うつ状態とまやかしの暴力性
体調が悪い。久々に相当なうつ状態で、拍子抜けしている。生活の全てが危ういが、順を追って説明したい。
日曜日の夜に調子が急変した。言語化が難しいものの、突如涙が止まらなくなった。隙を見て、とりあえず眠ろうと自室に戻った。
呼吸は荒く、涙はおさまらなかった。怒りのままに電子機器を投げようとした。そこで自分の奇行にはっとした。
気づいた途端に体に力が入らなくなった。そのまま目の前の布団に倒れ込み、泣いた。
それから、こう言った状況の時に以前の自分ならばどうしていたか、考えを巡らせた。日記を書くことにした。這って椅子の下まで移動し、なんとか座り込む。

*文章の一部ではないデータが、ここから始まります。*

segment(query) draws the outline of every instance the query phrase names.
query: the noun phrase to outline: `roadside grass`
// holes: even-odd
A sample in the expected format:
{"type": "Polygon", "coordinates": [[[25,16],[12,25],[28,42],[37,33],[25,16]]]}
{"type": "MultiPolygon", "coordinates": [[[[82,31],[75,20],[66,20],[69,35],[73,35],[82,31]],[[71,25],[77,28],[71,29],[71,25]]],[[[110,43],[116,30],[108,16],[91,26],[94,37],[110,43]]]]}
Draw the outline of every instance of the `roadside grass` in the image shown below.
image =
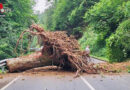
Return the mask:
{"type": "Polygon", "coordinates": [[[2,70],[0,69],[0,74],[2,74],[2,70]]]}
{"type": "Polygon", "coordinates": [[[93,58],[102,60],[102,61],[107,61],[107,62],[109,62],[109,60],[108,60],[107,58],[105,58],[105,57],[98,57],[98,56],[94,56],[94,55],[90,55],[90,56],[93,57],[93,58]]]}
{"type": "Polygon", "coordinates": [[[128,73],[130,73],[130,66],[126,66],[128,73]]]}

握ったペンを思うまま投げる様子を、机の上のペン立てをひっくり返す様子を、電気スタンドを投げる様子を、机の横の小さなラックをひっくり返す様子を、それに伴って出る大きな音を、想像をする。
手先の感覚に集中する。思うままに、握ったものへ怒りをぶつける1秒先の自分が想像できる。現在の自分の思考が、たいへん暴力的であると理解する。
全身の力を抜くと、ぐらりと体が傾く。ゆっくり、頭が地面に近づいていく。肘掛けのない椅子から体ごと地面へ、落ちる。

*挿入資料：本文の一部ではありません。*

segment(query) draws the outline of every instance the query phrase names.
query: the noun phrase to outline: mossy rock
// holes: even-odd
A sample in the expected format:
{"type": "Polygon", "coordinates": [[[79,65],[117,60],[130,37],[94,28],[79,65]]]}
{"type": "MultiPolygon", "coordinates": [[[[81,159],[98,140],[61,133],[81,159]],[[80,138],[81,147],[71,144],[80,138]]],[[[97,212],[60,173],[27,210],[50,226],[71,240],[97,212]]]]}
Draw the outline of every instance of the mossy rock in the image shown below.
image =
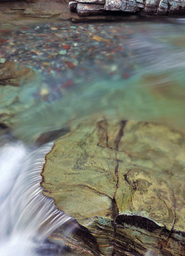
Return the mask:
{"type": "Polygon", "coordinates": [[[183,255],[184,138],[162,125],[100,119],[56,141],[42,186],[80,225],[68,238],[73,252],[183,255]]]}

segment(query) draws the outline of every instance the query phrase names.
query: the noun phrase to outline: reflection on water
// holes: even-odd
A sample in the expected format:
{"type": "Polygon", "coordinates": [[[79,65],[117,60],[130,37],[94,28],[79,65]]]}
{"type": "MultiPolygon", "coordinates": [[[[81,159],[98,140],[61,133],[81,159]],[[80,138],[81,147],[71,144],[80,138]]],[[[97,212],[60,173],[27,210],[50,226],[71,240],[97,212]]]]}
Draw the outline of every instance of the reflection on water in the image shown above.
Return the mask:
{"type": "MultiPolygon", "coordinates": [[[[16,87],[8,76],[0,86],[1,134],[40,145],[84,118],[102,116],[154,122],[184,132],[184,23],[50,22],[2,33],[0,74],[8,60],[36,75],[16,87]]],[[[20,255],[33,255],[38,242],[45,248],[47,236],[69,220],[41,193],[40,164],[50,147],[33,152],[20,144],[1,148],[1,255],[10,255],[8,239],[11,253],[24,239],[20,255]]]]}
{"type": "Polygon", "coordinates": [[[172,20],[48,23],[4,36],[4,59],[33,67],[41,81],[0,88],[2,122],[29,142],[89,115],[182,131],[185,28],[172,20]]]}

地面のコードが膝に絡みつく。左手のそばに、外していたメガネがある。壁に投げつけようと手が動く。瞬時に、「割れたメガネの修理費を払うのは誰なんだよ」と、思う。左手の力を、抜く。
音もなく、泣いている。力が入らず開きっぱなしの口からはよだれが止まらず、体から出た液体は重力のおもうままであった。
少しでも体を力ませると、力のままに全てを壊す衝動が、ここにある。その事に気が付き、誤ちを起こさないよう、脱力する。1度力を抜いた体は、動かなくなった。下半身は、言うことを聞かず、だらんと床に体重を預けたままだ。
探るように動かした左手に、落ちていたスマホが当たる。震える指先で何とかスマホを掴む。荒い呼吸も整わぬまま、家族に連絡をした。
力が入らず動けなくなった私を、両親がなんとか布団の上まで連れてくれた。後に、これが介護だと理解した。
深夜、目が覚めた。頭が痛い。体もだるい。とにかく不快で、これは、熱がある。と思った。ふらふらと立ち上がりトイレに寄って水を飲み、体温計を手に取ってからリビングの地べたに力なく座り込んだ。
平熱だった。頭がガンガンと痛い。体には力が入らず、歩くのも一苦労である。うつ状態を熱の無いインフルエンザと例えた人間がいることに納得する。
それから数日。今に至る。これからのことを、ぼんやり考えることができる程度には症状が改善している。
原因があるとすれば、主治医の取り決めた、薬の量の調整であろうか。はたまた、私の普段の生活に、問題があったのだろうか。
夢やぶれることばかりだと、先のことを考える。うつ状態になんてなるなよ、と、人のことを考える。こうなってしまったら、もう一生、ろくでもないものに取り憑かれて生きるしかないと、思い知る。
忘れていた感覚がある。私にはもう、真っ当に生きる方法が無いのだなと思う。どこに相談したら良いのか、分からない。
こんな状態で、生きていくのか。私の体は、収まらない動悸と共に布団の中に沈んでゆく。